Colombia gives ‘superpowers’ to controversial inspector general

Inspector General Margarita Cabello (Image: Twitter)

Colombia’s Congress approved a bill that gives “superpowers” to the country’s controversial inspector general despite warnings this would violate the constitution.

Inspector General Margarita Cabello asked Congress to amplify her powers and allow her to hire an extra 500 people with the support of the far-right government of President Ivan Duque.

Opponents impeded to vote

The coalition approved the bill despite objections by the State Council to grant the Inspector General powers to investigate and judge elected officials without any interference of the court.

Cabello personally barred multiple opposition politicians from voting on her bill by opening investigations against them on allegedly trumped up charges.

The Electoral Observation Mission (MOE), an NGO that monitors election, also asked Congress to sink the inspector general’s request for more power, claiming Cabello’s proposal “turns inspectors into judges.”

This wouldn’t just be unconstitutional, but in contempt of an order by the Inter-American Court for Human Rights that stripped the Inspector General of the power to remove elected officials from power, according to the MOE.

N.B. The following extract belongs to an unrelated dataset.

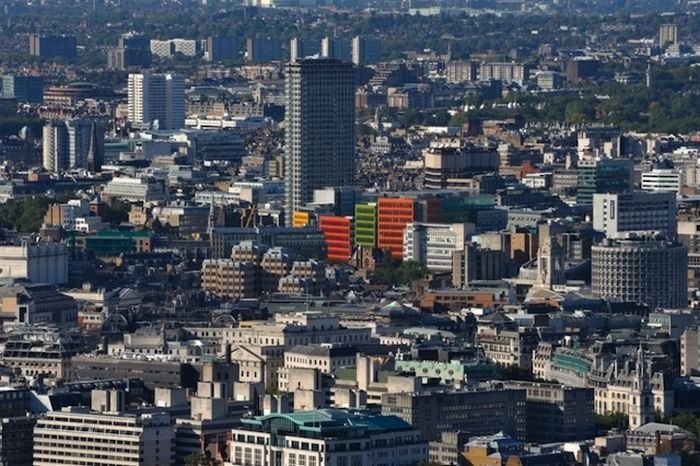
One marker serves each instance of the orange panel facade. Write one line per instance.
(338, 234)
(392, 217)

The international court intervened after one of Cabello’s far-right predecessors, Alejandro Ordoñez, illegally removed Senator Gustavo Petro from office when the opposition politician was mayor of Bogota.

Vice-President Marta Lucia Ramirez and former Inspector General Alejandro Ordoñez. (Image: Twitter)

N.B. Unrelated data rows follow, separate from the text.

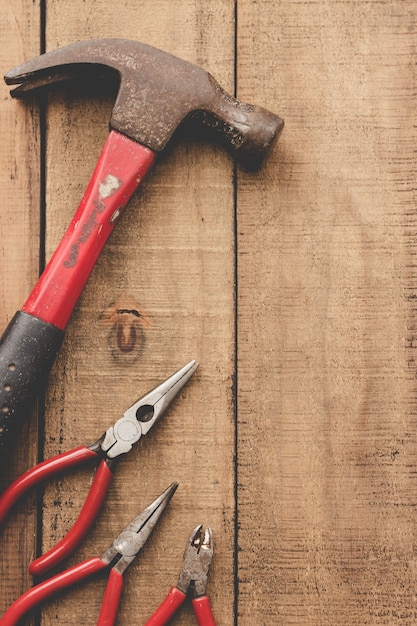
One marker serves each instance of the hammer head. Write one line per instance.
(157, 92)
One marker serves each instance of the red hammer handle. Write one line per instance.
(121, 166)
(31, 341)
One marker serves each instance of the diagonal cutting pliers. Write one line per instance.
(117, 558)
(116, 441)
(192, 581)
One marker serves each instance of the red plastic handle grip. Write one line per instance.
(202, 610)
(50, 587)
(41, 472)
(111, 600)
(168, 607)
(122, 165)
(85, 521)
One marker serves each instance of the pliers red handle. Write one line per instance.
(193, 577)
(116, 441)
(117, 558)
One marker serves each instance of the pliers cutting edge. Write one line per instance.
(192, 579)
(117, 558)
(116, 441)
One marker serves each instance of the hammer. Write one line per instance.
(157, 91)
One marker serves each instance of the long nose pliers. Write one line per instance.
(117, 558)
(192, 581)
(116, 441)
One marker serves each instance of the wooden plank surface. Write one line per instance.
(19, 263)
(294, 287)
(326, 373)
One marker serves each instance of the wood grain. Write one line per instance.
(294, 287)
(172, 255)
(19, 263)
(326, 380)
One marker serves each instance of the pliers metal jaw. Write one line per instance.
(115, 442)
(192, 581)
(143, 414)
(132, 539)
(115, 560)
(197, 558)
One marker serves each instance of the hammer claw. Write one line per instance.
(157, 91)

Waiting for Constitutional Court

The success of Cabello’s attempt to usurp more powers depends on the Constitutional Court, which can sink any law that is deemed in violation of the constitution.

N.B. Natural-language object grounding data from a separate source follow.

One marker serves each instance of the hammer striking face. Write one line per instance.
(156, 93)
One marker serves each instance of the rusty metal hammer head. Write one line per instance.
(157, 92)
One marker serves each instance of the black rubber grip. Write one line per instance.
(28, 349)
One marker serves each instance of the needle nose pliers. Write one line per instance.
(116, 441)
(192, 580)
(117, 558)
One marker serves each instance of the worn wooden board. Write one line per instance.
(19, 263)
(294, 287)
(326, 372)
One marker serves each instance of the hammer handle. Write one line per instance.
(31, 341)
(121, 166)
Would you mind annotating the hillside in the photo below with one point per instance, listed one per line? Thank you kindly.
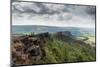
(47, 48)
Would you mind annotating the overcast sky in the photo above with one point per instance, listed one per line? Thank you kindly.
(61, 15)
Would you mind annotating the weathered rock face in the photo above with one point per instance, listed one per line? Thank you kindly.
(64, 36)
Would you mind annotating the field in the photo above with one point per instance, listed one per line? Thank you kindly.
(48, 48)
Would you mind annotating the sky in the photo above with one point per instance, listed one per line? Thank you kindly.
(51, 14)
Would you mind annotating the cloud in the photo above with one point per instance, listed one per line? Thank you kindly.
(34, 13)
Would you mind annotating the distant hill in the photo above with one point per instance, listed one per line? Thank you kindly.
(40, 29)
(48, 48)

This court has stepped in on multiple occasions since Duque took office in August 2018, and signed off on laws and decrees in disregard of the constitution.

The far-right president on multiple occasions sought to amplify his executive powers and diminish the powers of the legislative branch with mixed success.

An attempt to limit the powers of the country’s war crimes tribunal failed. An initiative to amplify the powers of the National Registrar, which oversees elections, is still being considered by the Constitutional Court.